Control flow
The control flow of an application configured with PyConf, such as Moore, defines the order in which algorithms should run. Each step in the control flow evaluates a decision, which indicates whether the step was successful or not. The overall decision of the application depends on what the total control flow evaluates to.
Concretely, the control flow in the example of Moore looks something like this:
MooreNode (LAZY_AND)
*-- HLTLinesNode (NONLAZY_OR)
| +-- Hlt2CharmPhysicsLineNode (LAZY_AND)
| | *-- PVFilter
| | *-- D2HHHCombiner
| +-- Hlt2DiMuonPhysicsLineNode (LAZY_AND)
| | *-- PVFilter
| | *-- MuMuCombiner
| +-- Hlt2LumiLineNode (LAZY_AND)
| | *-- ODINBeamFilter
| | *-- LumiCounter
| +-- Hlt2InclusiveBPhysicsLineNode (LAZY_AND)
| *-- PVFilter
| *-- TwoBodyBCombiner
*-- PersistencyNode (LAZY_AND)
*-- DecReports
*-- TurboWriter
If we think about how the trigger needs to come to its decision, we can understand what the specific pieces mean and why the control flow looks like it does:
For a start, every trigger line should run, and should do so independently of the decisions of other lines.
Each line runs a sequence of steps to evaluate its own decision, e.g. it first requires some non-zero number of primary vertices, and then further requires some combiner to produce candidates.
If at least one line produces a positive decision (‘yes’/’no’, ‘fired’/’did not fire’), the event should be written out.
So, the control flow looks the way it does in order to evaluate the total trigger decision in the way we want.
Nodes and algorithms
A control flow node has some number of children, and makes its decision based on the combination of the decisions of its children. There are two ways we can combine decisions in one of these so-called composite nodes:
Boolean
AND
, where all of the children must produce a positive decision.Boolean
OR
, where at least one of the children must produce a positive decision.

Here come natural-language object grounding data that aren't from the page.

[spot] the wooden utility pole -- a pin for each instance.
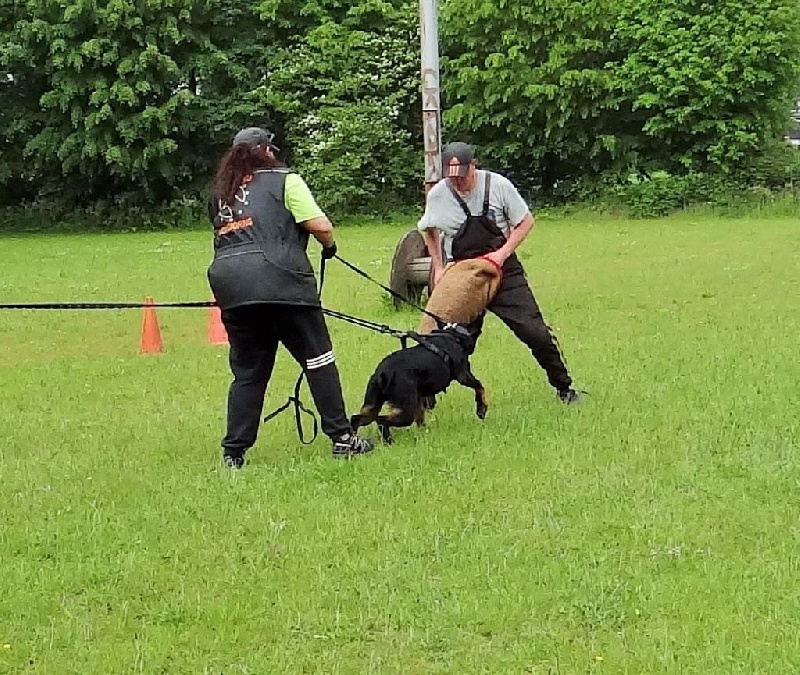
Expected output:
(431, 100)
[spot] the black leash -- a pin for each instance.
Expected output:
(103, 305)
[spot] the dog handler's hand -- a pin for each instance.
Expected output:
(437, 274)
(497, 257)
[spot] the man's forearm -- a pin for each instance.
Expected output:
(431, 238)
(517, 236)
(321, 229)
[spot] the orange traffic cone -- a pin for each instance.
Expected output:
(151, 335)
(217, 335)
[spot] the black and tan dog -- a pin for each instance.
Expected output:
(405, 378)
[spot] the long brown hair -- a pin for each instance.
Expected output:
(239, 161)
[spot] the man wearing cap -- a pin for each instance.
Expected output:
(481, 214)
(261, 278)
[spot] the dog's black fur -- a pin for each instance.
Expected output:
(408, 379)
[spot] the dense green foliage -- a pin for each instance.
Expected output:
(130, 102)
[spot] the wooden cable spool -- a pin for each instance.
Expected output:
(411, 268)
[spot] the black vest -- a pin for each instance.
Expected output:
(259, 249)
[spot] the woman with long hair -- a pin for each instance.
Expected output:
(261, 278)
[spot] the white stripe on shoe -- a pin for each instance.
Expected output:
(320, 361)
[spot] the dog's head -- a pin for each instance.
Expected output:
(466, 337)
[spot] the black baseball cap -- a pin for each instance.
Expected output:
(256, 136)
(464, 156)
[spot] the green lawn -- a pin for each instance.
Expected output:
(655, 529)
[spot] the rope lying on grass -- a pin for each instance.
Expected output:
(104, 305)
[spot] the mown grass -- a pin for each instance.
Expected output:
(652, 530)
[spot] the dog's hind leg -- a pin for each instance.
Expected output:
(420, 418)
(373, 400)
(466, 378)
(429, 402)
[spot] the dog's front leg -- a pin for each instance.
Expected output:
(466, 378)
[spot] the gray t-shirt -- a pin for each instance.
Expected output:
(443, 212)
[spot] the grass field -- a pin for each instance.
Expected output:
(655, 529)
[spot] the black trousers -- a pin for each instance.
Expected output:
(254, 332)
(516, 307)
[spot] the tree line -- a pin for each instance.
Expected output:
(132, 101)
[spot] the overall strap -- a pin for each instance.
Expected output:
(460, 201)
(463, 204)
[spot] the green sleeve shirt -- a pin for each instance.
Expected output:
(298, 199)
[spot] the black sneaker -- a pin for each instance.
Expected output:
(233, 461)
(350, 444)
(571, 396)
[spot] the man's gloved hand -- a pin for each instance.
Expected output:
(329, 251)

When evaluating a boolean expression, we can choose to ‘short circuit’ in
certain cases. With an AND
decision, we could choose to not run the next
child if the current child gives a negative decision, because we know the
total expression can now never be positive. With an OR
decision, we could
similarly stop as soon as one child has a positive decision. The LAZY
and
NONLAZY
attributes on each node specify this behaviour.
The Moore
node is LAZY_AND
. This is because we don’t want to write
anything out if the decision of the trigger lines was negative, so we short
circuit in that case.
The HLTLines
node is a NONLAZY_OR
. If one line has a positive
decision we already know the event will be saved, but we must evaluate all
lines as they are independent. We always want to know what every line did in
every event.
We have one other type of component in the control flow, which has no children. These are algorithms, and it is these that ultimately make decisions. They typically take some input, and then return a ‘yes’ or ‘no’ based on the properties of that input.

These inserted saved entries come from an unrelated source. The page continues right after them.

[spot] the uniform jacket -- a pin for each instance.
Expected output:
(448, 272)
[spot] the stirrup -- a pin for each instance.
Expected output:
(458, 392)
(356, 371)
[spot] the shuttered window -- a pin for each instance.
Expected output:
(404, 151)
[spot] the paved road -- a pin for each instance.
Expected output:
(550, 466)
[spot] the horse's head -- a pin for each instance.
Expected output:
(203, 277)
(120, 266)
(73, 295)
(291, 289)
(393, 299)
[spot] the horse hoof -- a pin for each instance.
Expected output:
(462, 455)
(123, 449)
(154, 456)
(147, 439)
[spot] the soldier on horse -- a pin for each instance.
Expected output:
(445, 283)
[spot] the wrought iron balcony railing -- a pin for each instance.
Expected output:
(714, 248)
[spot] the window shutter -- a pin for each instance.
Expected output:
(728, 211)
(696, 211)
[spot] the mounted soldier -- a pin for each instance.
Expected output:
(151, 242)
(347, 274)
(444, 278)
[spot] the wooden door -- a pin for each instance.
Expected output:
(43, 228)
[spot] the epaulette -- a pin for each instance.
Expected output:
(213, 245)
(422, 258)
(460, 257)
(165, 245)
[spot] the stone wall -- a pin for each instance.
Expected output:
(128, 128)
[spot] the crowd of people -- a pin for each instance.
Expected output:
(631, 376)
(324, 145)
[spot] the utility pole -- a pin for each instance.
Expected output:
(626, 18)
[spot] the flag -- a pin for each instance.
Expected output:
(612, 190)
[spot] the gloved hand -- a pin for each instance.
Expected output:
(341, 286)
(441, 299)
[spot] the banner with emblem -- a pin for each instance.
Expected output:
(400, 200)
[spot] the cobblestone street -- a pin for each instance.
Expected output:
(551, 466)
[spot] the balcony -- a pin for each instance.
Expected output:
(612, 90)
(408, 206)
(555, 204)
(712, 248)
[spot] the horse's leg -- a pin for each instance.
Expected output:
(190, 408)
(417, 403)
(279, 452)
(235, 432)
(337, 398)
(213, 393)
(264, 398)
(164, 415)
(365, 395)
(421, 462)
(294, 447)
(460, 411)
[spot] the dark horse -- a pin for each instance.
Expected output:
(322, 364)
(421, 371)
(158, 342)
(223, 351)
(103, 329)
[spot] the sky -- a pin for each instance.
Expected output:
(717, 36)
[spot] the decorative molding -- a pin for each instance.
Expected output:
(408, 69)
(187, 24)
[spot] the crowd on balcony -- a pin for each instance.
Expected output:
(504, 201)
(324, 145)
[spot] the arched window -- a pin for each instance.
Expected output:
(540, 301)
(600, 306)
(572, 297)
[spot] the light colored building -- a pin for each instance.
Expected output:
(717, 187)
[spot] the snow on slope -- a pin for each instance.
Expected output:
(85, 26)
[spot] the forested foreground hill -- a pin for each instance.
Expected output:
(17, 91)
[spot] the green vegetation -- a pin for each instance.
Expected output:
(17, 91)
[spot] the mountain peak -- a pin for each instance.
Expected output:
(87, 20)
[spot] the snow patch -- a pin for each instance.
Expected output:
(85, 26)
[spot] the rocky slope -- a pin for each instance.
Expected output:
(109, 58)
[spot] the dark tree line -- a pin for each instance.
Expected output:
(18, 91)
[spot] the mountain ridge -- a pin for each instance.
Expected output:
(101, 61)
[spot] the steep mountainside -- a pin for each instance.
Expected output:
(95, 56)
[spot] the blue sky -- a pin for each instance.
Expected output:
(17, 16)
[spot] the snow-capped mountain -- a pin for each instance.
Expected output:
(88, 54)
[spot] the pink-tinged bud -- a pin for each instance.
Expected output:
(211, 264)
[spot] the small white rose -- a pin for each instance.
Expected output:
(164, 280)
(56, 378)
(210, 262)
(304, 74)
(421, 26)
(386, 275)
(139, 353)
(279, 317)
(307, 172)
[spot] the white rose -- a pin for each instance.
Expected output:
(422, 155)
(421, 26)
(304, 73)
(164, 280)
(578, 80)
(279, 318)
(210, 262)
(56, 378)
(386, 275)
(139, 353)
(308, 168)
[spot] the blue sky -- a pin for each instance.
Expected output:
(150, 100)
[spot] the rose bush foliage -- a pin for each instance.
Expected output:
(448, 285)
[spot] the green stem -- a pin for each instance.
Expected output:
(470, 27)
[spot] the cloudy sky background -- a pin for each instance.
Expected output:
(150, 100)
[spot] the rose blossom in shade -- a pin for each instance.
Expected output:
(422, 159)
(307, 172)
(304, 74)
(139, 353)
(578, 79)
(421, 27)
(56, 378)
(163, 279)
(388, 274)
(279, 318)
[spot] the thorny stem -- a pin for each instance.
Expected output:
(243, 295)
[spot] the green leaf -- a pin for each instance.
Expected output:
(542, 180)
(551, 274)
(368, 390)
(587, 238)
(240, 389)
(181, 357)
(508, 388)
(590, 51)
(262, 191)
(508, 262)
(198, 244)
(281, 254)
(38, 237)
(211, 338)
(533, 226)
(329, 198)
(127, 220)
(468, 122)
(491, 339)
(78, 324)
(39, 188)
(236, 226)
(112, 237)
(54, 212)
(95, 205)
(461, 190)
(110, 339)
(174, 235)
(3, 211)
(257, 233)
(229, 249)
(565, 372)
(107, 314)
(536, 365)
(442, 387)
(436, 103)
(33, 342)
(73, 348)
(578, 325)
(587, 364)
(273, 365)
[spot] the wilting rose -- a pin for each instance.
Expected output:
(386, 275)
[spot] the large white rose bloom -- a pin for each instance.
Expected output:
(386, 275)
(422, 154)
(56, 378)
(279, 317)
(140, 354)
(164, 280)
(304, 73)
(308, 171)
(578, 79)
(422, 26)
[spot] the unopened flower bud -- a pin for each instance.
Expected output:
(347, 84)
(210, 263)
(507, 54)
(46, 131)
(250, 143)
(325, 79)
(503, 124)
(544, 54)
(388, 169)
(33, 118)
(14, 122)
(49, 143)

A primary vertex filter algorithm will return a positive decision if there’s at least one PV in the event.
A prescaler algorithm takes no input, instead evaluating its decision based on the value of a random number.
All together combining control flow nodes and algorithms allows us to express complex decision paths in a modular way.
Data flow
Implicit in the control flow is the data flow. Notice above that we don’t specify that the reconstruction should run, even though we need the reconstruction to run the PV filters!
In brief, satisfying data dependencies is the job of the scheduler,
HLTControlFlowMgr
. When the scheduler needs to run an algorithm, it takes
care of running the algorithms in the data dependency tree. (It’s clever
enough to not run the same algorithm multiple times, in case it appears in
multiple data dependency trees.)
We only need to explicitly take care of the control flow, which the scheduler is also responsible for executing.
API
The objects below are what are used to construct the control flow in the
configuration. A CompositeNode
instance
represents a composite node. The NodeLogic
enum is used to specify how child decisions should be combined, AND
or
OR
, and the whether to short circuit or not, LAZY
or NONLAZY
.
- class NodeLogic(value)[source]
Node control flow behaviour.
Each node contains an ordered set of subnodes/child nodes. These are processed in order one by one until the node can return True or False. Whether a node can return depends on its control flow behaviour.
- LAZY_AND = 'LAZY_AND'
Return False and stop processing as soon as a subnode returns False
- LAZY_OR = 'LAZY_OR'
Return True and stop processing as soon as a subnode returns True
- NONLAZY_AND = 'NONLAZY_AND'
Return False if any subnode returns False, but do process all subnodes
- NONLAZY_OR = 'NONLAZY_OR'
Return True if any subnode returns True, but do process all subnodes
- NOT = 'NOT'
Return the negation of the subnode